President Bush stepped in on Oct. 8 to reopen the 29 ports using the Taft-Hartley Act, which gives the negotiators an 80-day “cooling off” period. Now, shipments are being received at the ports again, but there is a considerable backlog of goods waiting to be received and still more goods arriving daily. Plus, there is industry concern that retailers will begin canceling orders for late merchandise that was stuck at one of the ports.

“The PMA is watching the productivity at the ports, and they are still digging out from the logjam,” said Kyser. “Until traffic is moving normally, we won’t know what the costs were, such as how many shipments will be refused by retailers.”

North vs. South

Factors affecting the California economy also differ by region, Kyser said.

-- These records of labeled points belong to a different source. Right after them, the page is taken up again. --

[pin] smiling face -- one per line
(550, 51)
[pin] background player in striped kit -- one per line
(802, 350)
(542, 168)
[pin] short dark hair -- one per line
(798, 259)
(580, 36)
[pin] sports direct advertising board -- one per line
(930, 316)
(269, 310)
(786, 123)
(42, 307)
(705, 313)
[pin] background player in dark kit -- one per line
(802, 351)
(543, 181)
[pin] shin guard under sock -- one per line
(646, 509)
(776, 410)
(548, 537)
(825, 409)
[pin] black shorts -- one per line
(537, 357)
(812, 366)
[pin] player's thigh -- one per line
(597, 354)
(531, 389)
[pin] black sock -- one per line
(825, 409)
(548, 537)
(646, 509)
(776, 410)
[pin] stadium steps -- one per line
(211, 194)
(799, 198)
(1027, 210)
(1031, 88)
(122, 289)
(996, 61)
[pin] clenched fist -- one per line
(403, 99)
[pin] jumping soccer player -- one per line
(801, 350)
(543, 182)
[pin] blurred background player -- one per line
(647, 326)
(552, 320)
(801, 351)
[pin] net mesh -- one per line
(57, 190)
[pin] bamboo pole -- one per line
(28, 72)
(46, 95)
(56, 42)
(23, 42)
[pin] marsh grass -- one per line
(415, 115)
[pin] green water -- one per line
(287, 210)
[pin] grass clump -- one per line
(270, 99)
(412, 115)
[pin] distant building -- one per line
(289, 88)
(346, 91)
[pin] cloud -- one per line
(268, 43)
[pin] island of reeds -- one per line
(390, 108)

A recent LAEDC report found that Southern California’s economy is already in recovery, while Northern California’s economy continues to suffer. According to the report, Southern California is expected to add 22,900 jobs this year, bringing the total to 133,500. Northern California is expected to shed 80,500 jobs this year, recovering about half of those next year.

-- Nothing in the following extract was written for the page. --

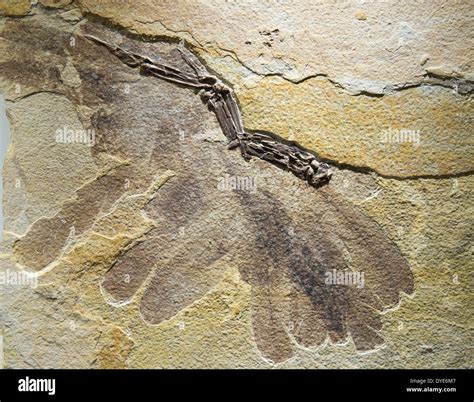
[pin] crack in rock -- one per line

“In Northern California, you are still looking at significant yearto- year job losses,” Kyser said. “There’s no sign of a turnaround in the tech area and tourism is still struggling. It’s going to be pretty bleak.”

The difficulties in the tech sector are also wearing on the economic growth in Orange County, which has remained relatively strong throughout the recession.

“We are watching Orange County because it’s normally a hot growth area and sails through slowdowns at a moderate pace,” Kyser said. “However, the tech sector crash is taking a toll on Orange County. It’s a delayed reaction, with all kinds of announcements of layoffs and cutbacks over the last 12 months.”

The Kohl’s Factor

Moving forward, Kyser predicts that the California market will continue to be “challenging.”

Kyser said holiday retail sales in the state will be weaker than in the rest of the nation, despite a National Retail Federation forecast that holiday retail sales nationwide will be up by 4 percent over last year.

And local retailers are bracing for the arrival of Menomonee Falls, Wis.-based specialty department store chain Kohl’s Corp., which will open 30 stores in Southern California next year.

For the consumer, the Kohl’s impact will be good, according to Kyser.

“I think for the consumer, it’s going to have a huge impact, because the other retailers will have to respond,” he said. “You’ll have a blizzard of sales to try to keep the customer base in the face of competition from Kohl’s. The last time a major retailer came in, it was Nordstrom, but they tiptoed in, as opposed to Kohl’s, who is stomping into the market with 30 stores.”

Kyser said economic recovery could last through this holiday season and into the greater part of next year.

“It may be Christmas of 2003 before people can sigh and see the worst as past,” he said. “By Christmas of 2003, we will have had a few months of the Kohl’s experience in Southern California.”